MiniDuke is the name of a sophisticated cyber espionage campaigndiscovered more than one year ago by experts at Kaspersky Lab and Hungary’s Laboratory of Cryptography and System Security (CrySyS). The malicious code was used by unknown hackers to infect dozens of computers at government agencies across Europe exploiting a security flaw in Adobe software, the malicious Payload is dropped once the victim opens the malicious PDF file.
The malware was designed to steal sensitive information from government organizations and high profile entities, the level of sophistication and the nature of the chosen targets suggest that the attacks are part of a state-sponsored espionage campaign.
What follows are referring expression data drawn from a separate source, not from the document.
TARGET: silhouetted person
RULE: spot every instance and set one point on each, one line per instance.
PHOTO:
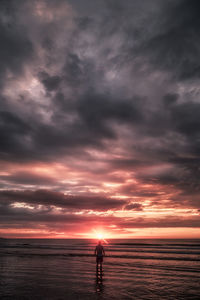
(99, 252)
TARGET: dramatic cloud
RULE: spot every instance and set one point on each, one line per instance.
(99, 116)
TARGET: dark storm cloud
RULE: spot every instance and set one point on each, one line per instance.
(16, 47)
(107, 76)
(45, 197)
(176, 47)
(27, 178)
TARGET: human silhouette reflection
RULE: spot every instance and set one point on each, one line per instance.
(99, 279)
(99, 253)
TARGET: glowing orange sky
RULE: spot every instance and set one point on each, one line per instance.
(98, 130)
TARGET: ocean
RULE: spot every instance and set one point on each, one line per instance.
(132, 269)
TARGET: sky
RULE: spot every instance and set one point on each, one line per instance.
(99, 118)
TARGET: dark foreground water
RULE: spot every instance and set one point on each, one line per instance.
(132, 269)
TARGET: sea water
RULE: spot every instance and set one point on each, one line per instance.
(132, 269)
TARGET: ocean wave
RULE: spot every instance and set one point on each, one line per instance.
(107, 256)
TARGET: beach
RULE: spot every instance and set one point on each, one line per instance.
(132, 269)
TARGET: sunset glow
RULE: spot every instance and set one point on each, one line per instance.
(99, 123)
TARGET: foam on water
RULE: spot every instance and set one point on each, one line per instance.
(132, 269)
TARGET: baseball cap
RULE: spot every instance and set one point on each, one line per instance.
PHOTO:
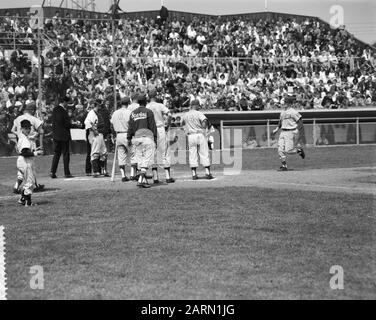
(195, 103)
(125, 100)
(25, 124)
(134, 96)
(31, 106)
(141, 98)
(152, 93)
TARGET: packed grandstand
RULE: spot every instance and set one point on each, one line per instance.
(232, 64)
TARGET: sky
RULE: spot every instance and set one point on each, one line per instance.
(359, 16)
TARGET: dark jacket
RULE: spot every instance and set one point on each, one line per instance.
(60, 124)
(142, 124)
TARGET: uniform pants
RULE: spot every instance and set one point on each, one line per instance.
(198, 146)
(98, 147)
(26, 172)
(162, 157)
(122, 148)
(61, 147)
(287, 143)
(144, 151)
(88, 153)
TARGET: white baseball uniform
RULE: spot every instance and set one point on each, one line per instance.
(197, 141)
(98, 145)
(25, 165)
(120, 121)
(162, 155)
(289, 132)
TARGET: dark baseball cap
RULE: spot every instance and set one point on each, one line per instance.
(125, 100)
(25, 124)
(152, 93)
(31, 106)
(195, 103)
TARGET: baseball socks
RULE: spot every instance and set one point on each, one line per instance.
(155, 175)
(124, 178)
(284, 166)
(194, 173)
(168, 175)
(208, 173)
(17, 186)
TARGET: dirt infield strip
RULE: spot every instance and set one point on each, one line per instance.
(348, 180)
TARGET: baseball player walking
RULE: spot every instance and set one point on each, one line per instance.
(95, 122)
(133, 106)
(25, 162)
(35, 131)
(195, 125)
(144, 130)
(120, 121)
(291, 125)
(162, 156)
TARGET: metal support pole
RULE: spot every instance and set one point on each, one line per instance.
(314, 132)
(39, 68)
(357, 131)
(114, 60)
(221, 134)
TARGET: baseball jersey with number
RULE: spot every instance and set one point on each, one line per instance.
(23, 143)
(120, 120)
(35, 123)
(159, 111)
(193, 122)
(91, 119)
(289, 119)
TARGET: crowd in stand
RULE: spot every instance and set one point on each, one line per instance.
(225, 64)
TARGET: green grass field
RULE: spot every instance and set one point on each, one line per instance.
(232, 239)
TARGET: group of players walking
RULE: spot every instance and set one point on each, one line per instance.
(139, 124)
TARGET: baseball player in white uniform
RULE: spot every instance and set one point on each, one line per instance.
(291, 126)
(25, 162)
(195, 126)
(98, 155)
(144, 131)
(132, 154)
(120, 122)
(35, 131)
(162, 156)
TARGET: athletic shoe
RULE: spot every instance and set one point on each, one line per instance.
(31, 204)
(301, 153)
(39, 187)
(143, 185)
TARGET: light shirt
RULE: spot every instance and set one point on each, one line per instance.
(289, 118)
(91, 120)
(193, 122)
(159, 110)
(35, 123)
(120, 120)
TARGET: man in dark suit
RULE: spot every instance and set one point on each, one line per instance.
(61, 125)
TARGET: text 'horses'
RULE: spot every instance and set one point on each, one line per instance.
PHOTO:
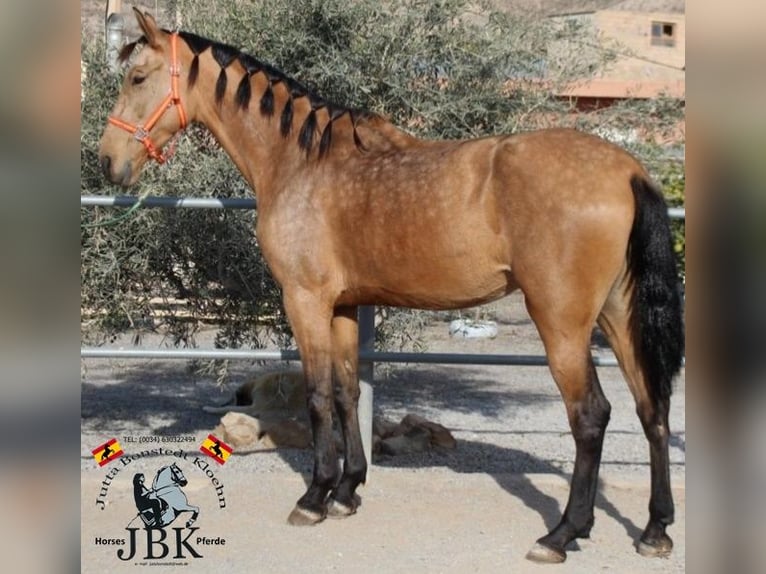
(353, 211)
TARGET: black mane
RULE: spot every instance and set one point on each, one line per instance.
(224, 55)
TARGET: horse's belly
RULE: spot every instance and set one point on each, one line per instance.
(434, 285)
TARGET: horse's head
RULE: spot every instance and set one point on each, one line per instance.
(178, 475)
(144, 118)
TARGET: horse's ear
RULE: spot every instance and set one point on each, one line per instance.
(148, 26)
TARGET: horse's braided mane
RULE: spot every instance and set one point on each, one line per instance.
(224, 55)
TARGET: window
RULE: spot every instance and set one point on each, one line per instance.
(663, 34)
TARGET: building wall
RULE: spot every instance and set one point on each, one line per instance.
(633, 31)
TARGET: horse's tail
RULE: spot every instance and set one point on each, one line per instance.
(656, 308)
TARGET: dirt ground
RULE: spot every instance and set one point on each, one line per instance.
(477, 508)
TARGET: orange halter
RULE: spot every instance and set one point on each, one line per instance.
(141, 132)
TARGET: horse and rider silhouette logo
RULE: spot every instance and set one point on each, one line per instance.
(160, 506)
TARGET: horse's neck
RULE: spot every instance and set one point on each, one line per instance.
(255, 141)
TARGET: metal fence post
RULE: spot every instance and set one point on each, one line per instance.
(366, 319)
(114, 29)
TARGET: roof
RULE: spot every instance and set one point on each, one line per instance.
(563, 7)
(606, 88)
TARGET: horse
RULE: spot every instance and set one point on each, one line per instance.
(354, 211)
(167, 488)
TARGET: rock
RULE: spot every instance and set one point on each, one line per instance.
(440, 435)
(416, 439)
(240, 430)
(287, 433)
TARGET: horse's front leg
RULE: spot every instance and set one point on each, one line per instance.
(310, 319)
(345, 353)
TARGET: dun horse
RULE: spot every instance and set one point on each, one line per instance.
(384, 218)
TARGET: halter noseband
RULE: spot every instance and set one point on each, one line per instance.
(141, 132)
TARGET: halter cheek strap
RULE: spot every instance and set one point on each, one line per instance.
(141, 132)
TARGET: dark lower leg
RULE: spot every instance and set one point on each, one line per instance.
(326, 471)
(354, 465)
(588, 420)
(345, 333)
(654, 540)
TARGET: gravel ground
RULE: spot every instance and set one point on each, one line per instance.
(514, 452)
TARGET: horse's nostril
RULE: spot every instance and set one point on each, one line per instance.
(106, 165)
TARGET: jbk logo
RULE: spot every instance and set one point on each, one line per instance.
(157, 508)
(165, 527)
(162, 504)
(158, 544)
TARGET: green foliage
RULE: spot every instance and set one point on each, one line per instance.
(438, 68)
(672, 179)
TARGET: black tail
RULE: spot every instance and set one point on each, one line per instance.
(657, 315)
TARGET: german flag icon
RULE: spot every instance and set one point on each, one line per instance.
(216, 448)
(107, 452)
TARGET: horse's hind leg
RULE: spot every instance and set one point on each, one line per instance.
(653, 412)
(565, 331)
(345, 337)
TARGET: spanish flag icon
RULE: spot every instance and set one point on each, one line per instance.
(107, 452)
(216, 448)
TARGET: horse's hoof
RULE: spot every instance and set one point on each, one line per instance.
(302, 517)
(546, 555)
(655, 548)
(336, 509)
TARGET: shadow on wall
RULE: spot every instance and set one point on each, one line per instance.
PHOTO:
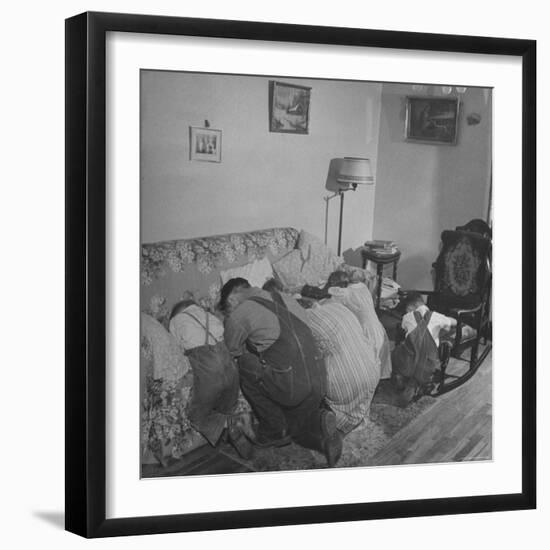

Authors of MiniDuke implemented many interesting features, it was a tiny malware (20KB) and the overall botnet was controlled by Twitter accounts used as Command & Control and located backup control channels via Google searches, in this way the attackers were able to make difficult the malware traffic detection. Another smart feature is represented by the way the attackers deploy an additional backdoor in the victim system with a GIF files that embedded the malware.
Exactly one year later security experts are still facing with MiniDuke, this time the attackers used a bogus PDF documents related to Ukraine to deceive the victims. Researchers at F-Secure made the disturbing discovery while they were analyzing a collection of document used by attackers from a large batch of potential MiniDuke Samples.
Miniduke Ukraine document
“To investigate similar cases, we have created a tool for extracting the payloads and the decoy documents from MiniDuke PDF files. With this tool we were able to process a large batch of potential MiniDuke samples last week. While browsing the set of extracted decoy documents, we noticed several ones that had references to Ukraine. This is interesting considering the current crisis in the area.” reported Mikko Hypponen, the CTO of security research firm F-Secure.
The documents explicitly refer political issues like the recent crisis in the Ukraine or NATO informative in the attempt to circumvent the victims, F-Secure reported, for example, the existence of a bogus document signed by Ruslan Demchenko, the First Deputy Minister for Foreign Affairs of Ukraine.
“The letter is addressed to the heads of foreign diplomatic institutions in Ukraine. When translated, it’s a note regarding the 100th year anniversary of the 1st World War.” states Hypponen.
Miniduke Ukraine document 2
The use of such kind of documents suggests that attackers have had access to the Ukrainian Ministry of Foreign Affairs, anyway they have no problem with the language used.
We don’t know where the attacker got this decoy file from,”  “We don’t know who was targeted by these attacks. We don’t know who’s behind these attacks. What we do know is that all these attacks used the CVE-2013-0640 vulnerability and dropped the same backdoor (compilationdate 2013-02-21).”
Who is behind the attack?
It’s impossible to speculate on the real nature of the attackers, the problem of attribution is hard to approach, especially when the attackers demonstrate to be able to provide high level APT with sophisticated evasion techniques.
As remarked by Hypponen during the recent TrustyCon conference there is the risk that a Government-built malware and cyber weapons will run out of control, every government could be able to make a reverse engineering of source code of malware like Miniduke and could be used by state-sponsored hackers and cyber criminals, two categories separated by a thin line.